PiFan 09 Review: THE BEAST STALKER
A memo to Hong Kong director Dante Lam: Write more scripts. Through the bulk of his career Lam has been a designated second stringer - a reliable but unspectacular director who can be counted on by studios to bring projects in on time and on budget with a minimum of fuss and bother, to generally positive but unspectacular reviews. This is no longer the case. With The Beast Stalker - a film Lam co-wrote himself for just the second writing credit of his career, according to the IMDB - Lam is now officially a member of the Hong Kong elite.
A lean and taut police thriller in the classic Hong Kong style, titular beast stalker is played by Nicolas Tse as a rigidly perfectionist cop (Fei) devastated when a stray bullet from his gun slays a young girl. He gets his man - a dangerous crime lord - in the shoot out, yes, but is haunted by grief and shame at the tragedy and is never the same, his cold efficiency replaced by mourning and the deep-seated urge to help the mother of the dead girl - a divorced, high profile public prosecutor - take care of her surviving daughter. His help, of course, is not at all wanted.
The beast to be stalked? That would be Nick Cheung as Hung, a professional hitman and kidnap artist hired by the previously captured crime lord to ensure that his case never goes to trial by kidnapping the prosecutor's young daughter and using the child for leverage. The prosecutor, of course - in an only-in-Hong Kong twist - is the mother of the girl killed by Fei at the outset and whether she wants his help or not, her only hope of getting her lone surviving child back alive is to allow Fei to put his own life on the line and go outside the boundaries of the law to track and capture her captor.
Thick with tension and melodrama, The Beast Stalker embodies all of the elements of classic Hong Kong cinema. You've got your hard boiled rogue cop, your vicious but strangely empathetic villain, your layers upon layers of intrigue and coincidences contrived to ramp the melodrama up to extreme heights. In the wrong hands these elements come off as tired and cliche but in the right hands it shows why classic Hong Kong became classic in the first place and the Lam / Tse / Cheung combination is note perfect.
Lam deserves enormous praise at the outset for his efficient script, the immediately engaging story and firm grasp on both action and mood.
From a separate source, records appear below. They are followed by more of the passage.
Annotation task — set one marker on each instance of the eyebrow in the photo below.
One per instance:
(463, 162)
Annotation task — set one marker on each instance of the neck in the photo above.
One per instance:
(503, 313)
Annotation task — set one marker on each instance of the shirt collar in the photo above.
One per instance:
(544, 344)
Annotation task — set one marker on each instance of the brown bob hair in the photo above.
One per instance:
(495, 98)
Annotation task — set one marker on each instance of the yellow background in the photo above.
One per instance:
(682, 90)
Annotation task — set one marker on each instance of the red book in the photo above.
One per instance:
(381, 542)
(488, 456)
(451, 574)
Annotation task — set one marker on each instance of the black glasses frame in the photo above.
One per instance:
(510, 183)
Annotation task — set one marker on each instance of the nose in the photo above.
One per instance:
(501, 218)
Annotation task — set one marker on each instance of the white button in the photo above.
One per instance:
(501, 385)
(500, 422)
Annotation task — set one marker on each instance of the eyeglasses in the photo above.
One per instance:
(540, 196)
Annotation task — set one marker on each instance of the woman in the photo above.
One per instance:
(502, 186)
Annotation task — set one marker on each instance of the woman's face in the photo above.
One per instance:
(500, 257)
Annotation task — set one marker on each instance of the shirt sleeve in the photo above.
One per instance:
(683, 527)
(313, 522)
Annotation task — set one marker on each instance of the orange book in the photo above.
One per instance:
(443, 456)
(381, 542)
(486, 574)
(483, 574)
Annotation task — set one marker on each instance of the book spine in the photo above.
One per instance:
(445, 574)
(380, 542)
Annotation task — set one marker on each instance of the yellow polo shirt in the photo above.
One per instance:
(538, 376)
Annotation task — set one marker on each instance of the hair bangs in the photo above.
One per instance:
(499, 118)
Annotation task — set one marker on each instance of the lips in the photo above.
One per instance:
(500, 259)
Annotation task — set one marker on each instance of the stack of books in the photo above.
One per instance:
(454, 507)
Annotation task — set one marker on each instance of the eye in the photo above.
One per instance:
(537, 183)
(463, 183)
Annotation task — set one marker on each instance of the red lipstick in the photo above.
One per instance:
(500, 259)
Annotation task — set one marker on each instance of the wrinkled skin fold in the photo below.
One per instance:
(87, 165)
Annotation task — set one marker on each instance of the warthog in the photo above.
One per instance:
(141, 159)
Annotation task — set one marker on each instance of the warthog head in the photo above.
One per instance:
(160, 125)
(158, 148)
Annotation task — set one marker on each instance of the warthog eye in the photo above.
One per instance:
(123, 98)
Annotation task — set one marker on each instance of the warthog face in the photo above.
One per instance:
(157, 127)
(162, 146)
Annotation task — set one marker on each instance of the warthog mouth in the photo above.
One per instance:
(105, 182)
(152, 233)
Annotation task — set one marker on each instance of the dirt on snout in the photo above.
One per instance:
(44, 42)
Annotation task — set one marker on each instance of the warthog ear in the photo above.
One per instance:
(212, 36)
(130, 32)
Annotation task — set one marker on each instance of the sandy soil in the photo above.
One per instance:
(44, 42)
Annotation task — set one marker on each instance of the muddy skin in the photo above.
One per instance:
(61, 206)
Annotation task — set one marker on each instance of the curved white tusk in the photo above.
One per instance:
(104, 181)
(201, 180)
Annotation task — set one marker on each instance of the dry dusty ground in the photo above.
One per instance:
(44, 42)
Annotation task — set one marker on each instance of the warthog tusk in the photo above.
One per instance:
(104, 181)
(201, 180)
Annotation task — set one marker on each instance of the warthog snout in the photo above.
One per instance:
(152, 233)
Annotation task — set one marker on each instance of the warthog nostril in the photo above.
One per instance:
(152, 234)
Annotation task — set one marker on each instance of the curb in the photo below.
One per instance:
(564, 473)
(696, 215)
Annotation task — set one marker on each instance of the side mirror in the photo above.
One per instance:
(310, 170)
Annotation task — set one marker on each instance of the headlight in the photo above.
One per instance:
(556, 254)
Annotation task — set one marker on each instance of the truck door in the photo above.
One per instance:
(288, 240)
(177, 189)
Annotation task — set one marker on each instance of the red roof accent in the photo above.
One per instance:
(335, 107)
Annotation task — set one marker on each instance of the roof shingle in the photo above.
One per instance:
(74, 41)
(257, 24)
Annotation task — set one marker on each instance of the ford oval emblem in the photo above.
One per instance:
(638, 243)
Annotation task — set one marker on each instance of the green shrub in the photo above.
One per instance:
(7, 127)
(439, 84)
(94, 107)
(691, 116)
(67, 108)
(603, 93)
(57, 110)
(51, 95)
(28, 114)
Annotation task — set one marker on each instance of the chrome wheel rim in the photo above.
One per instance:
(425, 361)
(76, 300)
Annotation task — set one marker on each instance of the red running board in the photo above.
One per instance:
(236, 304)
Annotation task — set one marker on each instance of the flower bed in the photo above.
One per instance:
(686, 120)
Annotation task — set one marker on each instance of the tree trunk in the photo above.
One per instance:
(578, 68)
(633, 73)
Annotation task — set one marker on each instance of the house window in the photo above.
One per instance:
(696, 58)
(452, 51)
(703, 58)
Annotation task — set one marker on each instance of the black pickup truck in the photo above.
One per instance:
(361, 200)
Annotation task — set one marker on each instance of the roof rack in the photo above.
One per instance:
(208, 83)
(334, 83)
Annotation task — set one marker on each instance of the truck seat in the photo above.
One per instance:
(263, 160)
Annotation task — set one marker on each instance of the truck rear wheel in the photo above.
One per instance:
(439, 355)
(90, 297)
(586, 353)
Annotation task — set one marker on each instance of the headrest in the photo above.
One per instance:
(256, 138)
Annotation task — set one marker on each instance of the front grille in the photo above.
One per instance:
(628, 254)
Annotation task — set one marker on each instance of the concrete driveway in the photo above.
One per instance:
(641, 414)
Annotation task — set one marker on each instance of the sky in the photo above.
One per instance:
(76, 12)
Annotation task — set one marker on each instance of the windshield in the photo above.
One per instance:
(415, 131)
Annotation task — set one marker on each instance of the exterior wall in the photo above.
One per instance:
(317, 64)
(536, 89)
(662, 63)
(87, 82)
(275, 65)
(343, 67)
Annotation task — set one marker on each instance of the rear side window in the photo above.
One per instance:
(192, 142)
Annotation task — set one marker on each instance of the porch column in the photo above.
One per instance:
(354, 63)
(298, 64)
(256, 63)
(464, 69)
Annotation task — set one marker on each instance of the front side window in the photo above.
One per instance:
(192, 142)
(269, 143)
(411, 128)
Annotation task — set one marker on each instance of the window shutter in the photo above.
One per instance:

The Beast Stalker is a clinical example of how to build and release tension to keep your audience on edge, a film that gives you deeply believable characters despite the on-the-edge premise and manages to shock without ever stretching credibility. The technical end of the film is superb and that is all, one hundred percent down to Lam and his skilled crew.
And all of that technical skills exists here purely to highlight the ongoing cat-and-mouse game played out by Tse and Cheung, Hong Kong's current go-to leading man and one of its most consistent character players proving to be perfectly matched throughout. Tse captures the nuances of his character remarkably well, proving once again that his pretty-boy days are well and truly behind him, while Cheung delivers a powerhouse, charismatic performance in the villain role - a role that should have Hong Kong's leading directors and casting agents lining up for his services for years to come.
The Beast Stalker was a film that was easy to miss as it went through production. A new film from Dante Lam does not exactly draw huge notice, particularly not one built on story elements as familiar as these are. But the finished product here is truly remarkable, a film that fully deserves to be mentioned in the same breath with the leading Hong Kong thrillers of the past ten years.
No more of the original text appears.